Growth in the US Consumer Price Index slowed in December from 7.1% to 6.5%, the core index declined from 6% to 5.7%. Both numbers came out exactly as projected and resulted in a brief spike in volatility on the foreign exchange market.
The slowdown in inflation follows logically from the 5-year Treasury Inflation-Protected Securities (TIPS) chart, which could well be considered a leading indicator of business inflation expectations. The Tips yield is now lower than it was on December 31, which means that businesses see the likelihood of lower inflation in January as well.
In December, the FOMC raised the Federal Funds rate by only 50 basis points. Common sense suggests that a slower rate hike is followed by a pause. Having reached the rate cap, the FOMC will take a step back and analyze the extent to which its tightening has affected the real economy. Specifically, it will analyze incoming data to assess how effective it has been in slowing wage and inflation growth and how much damage it has done to the economy (particularly the unemployment rate). Rates will peak and halt as the Fed mulls over when to start moving down.
The latest data is in favor of the FOMC raising rates by just 25 basis points in February, and that will be the last hike.
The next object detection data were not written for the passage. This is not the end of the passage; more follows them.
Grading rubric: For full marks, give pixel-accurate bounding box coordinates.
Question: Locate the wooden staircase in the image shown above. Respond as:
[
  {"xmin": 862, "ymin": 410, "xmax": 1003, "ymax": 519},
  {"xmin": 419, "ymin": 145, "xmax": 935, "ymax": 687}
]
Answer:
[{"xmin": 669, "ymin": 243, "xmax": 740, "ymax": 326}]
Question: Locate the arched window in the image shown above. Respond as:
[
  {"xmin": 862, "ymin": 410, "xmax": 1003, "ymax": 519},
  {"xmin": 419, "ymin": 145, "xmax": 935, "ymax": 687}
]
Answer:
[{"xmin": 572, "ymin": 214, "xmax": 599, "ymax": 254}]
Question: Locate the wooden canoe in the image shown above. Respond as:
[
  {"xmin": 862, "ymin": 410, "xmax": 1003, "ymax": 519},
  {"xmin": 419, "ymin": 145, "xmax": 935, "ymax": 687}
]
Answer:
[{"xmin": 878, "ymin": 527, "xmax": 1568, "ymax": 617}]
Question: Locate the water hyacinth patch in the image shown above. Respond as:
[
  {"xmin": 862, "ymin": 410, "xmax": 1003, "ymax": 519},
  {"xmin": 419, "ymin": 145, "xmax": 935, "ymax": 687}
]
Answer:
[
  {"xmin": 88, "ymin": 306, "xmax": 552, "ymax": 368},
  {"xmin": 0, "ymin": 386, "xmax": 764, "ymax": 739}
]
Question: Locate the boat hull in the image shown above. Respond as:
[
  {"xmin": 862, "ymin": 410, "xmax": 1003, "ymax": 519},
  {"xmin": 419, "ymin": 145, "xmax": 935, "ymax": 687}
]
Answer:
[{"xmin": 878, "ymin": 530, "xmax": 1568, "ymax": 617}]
The dollar is losing the initiative, and it's getting weaker against currencies where the rate peak is not so close will change the yield spread, and not in favor of the dollar. The inflation report is a bearish driver for the dollar.
USDCAD
The Canadian dollar is stuck in a range with no good reason to start a pronounced move against the US dollar, but several factors suggest a downward move. Inflation in Canada is slowing, there has been a sharp increase in employment (+104,000 in December), lower unemployment and continued strong wage growth, indicating both a strong labor market and that Canada is a long way from recession, which further eases the pressure on the Bank of Canada.
The net short position in the CAD declined by 263 million to -1.958 billion over the reporting week, the sentiment on the loonie is still bearish, but the settlement price is increasingly turning downward, indicating that the pace of capital movements towards the CAD is strengthening.
As of Thursday evening, moving below the range seems more and more probable, as the slowdown of US inflation also means an increase in demand for risk for the markets. I assume that the USDCAD will start moving towards the nearest 1.3220/30 support area, but movement probably won't be active. The pair could settle below this area if the demand for risk gets more confirmations.
USDJPY
The USDJPY peaked at 151.94 in 2022. This is because the market is fixated on one thing: the monetary policy divergence among the US and Japan, and the yen was depreciating at an increasing rate. The exchange rate reached a point that was well above the estimated fair value of the currency based on purchasing parity, which in turn relied on inflation differentials.
The first speculation about an imminent reversal of the Bank of Japan began to be heard in December. The assumption here is that the BOJ will stop persistently pursuing Quantitative and Qualitative Monetary Easing (QQE) and begin to normalize monetary policy. No one knows when this process will start, but markets expect the Fed to start cutting rates this year and the BOJ under a new governor will begin to normalize policy.
If that happens, conditions will change to the exact opposite. Some Japanese banks are suggesting that the yen will strengthen to the 120/125 level this year, while Mizuho Bank is even more categorical and expects a move to 110.
The JPY net short position rose 938 million to -4.471 billion during the week, but that didn't stop the estimated price from staying below its long-term average.
The expected changes in the monetary policy of the BOJ led to the need to revise the forecast for the yen. Now possible resumption of growth looks unlikely, I expect an update of the recent low at 129.52 and further reduction in USDJPY. The 126.35/55 support area is the target, the probability that the yen will strengthen to this support has significantly increased.